The BSI’s 2.1 percent year-to-date gain in 2012 is overshadowed by Egypt’s 46 percent and Dubai’s 27 percent index increases. The S&P Pan Arab Composite Index, which measures the average performance of select MENA market indexes, is also up 10.5 percent through March 2.
Still, Lebanese market indicators remained strong during the latest week, with average daily traded shares jumping 22 percent to 111,653. Block trading in BLOM GDR and Byblos represented the bulk of trading on the BSE with the first advancing 0.9 percent to $7.82 and the latter holding its ground at $1.65.
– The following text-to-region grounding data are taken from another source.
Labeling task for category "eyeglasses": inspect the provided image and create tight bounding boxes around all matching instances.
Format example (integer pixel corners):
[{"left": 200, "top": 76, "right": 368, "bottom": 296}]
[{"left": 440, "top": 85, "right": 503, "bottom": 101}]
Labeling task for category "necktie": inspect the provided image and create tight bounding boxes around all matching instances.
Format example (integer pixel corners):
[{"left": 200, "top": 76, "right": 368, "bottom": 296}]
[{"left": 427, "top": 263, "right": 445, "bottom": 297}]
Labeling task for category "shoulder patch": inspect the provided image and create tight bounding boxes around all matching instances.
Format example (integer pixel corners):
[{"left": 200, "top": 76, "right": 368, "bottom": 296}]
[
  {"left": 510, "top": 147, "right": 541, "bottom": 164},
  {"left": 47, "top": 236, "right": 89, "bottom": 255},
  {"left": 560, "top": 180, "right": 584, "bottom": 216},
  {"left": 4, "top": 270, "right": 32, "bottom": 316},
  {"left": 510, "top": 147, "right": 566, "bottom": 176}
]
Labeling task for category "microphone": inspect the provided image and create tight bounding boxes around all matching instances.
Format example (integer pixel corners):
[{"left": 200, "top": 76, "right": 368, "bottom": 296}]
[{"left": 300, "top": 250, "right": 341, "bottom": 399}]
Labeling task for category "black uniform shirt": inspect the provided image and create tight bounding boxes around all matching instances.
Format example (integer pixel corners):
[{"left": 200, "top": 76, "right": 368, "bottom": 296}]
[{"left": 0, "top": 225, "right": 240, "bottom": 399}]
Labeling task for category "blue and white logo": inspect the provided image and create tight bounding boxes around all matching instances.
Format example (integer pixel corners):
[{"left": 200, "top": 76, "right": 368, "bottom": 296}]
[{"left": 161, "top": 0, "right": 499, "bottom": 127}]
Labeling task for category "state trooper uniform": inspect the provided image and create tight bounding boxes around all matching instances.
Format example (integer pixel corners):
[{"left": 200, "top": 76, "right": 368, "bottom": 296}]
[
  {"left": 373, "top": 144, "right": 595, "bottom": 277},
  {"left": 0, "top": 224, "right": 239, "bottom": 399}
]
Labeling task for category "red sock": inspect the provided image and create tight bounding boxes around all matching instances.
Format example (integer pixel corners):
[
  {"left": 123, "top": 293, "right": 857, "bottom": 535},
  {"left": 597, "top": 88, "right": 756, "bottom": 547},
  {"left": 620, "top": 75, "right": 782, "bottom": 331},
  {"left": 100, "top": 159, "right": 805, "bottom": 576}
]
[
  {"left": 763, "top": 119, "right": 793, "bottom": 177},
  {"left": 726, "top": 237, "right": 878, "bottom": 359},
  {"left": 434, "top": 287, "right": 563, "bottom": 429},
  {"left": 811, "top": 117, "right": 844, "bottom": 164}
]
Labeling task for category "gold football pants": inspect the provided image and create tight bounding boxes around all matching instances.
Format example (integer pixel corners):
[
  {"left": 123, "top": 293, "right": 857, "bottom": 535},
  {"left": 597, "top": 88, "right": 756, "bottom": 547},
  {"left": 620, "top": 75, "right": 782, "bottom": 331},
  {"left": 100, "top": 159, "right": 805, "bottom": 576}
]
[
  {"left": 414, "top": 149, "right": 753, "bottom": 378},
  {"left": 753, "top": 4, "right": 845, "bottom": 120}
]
Bank Audi, Lebanon’s biggest and most profitable bank, continued to top market performance as its listed shares advanced 1 percent to $6.25 and its GDRs hit $6.55, up 1.6 percent for the week. On the other hand, Solidere’s shares showed mixed results although both remained above the $14 level. Class A shares rose 0.8 percent to $14.11 while the Class B ended the week down 1 percent to $14.1.
With a market cap of $10.62 billion, the Middle East’s smallest stock market remains highly sensitive to political developments and to the performance of the banking and real estate sectors, all of which have deteriorated in the past 18 months.
“Day in, day out we hear clients saying they are pursuing a cautious approach to the BSE awaiting clarity on business in Syria,” said Tarek Bassil, equities trader at Byblos Bank, in an interview.
Bassil attributed the outperformance of Gulf markets to higher oil prices emanating from elevated frictions between Iran and the international community. He still sounded a positive note for the banking and real estate sectors although he said it would take time for the results to materialize.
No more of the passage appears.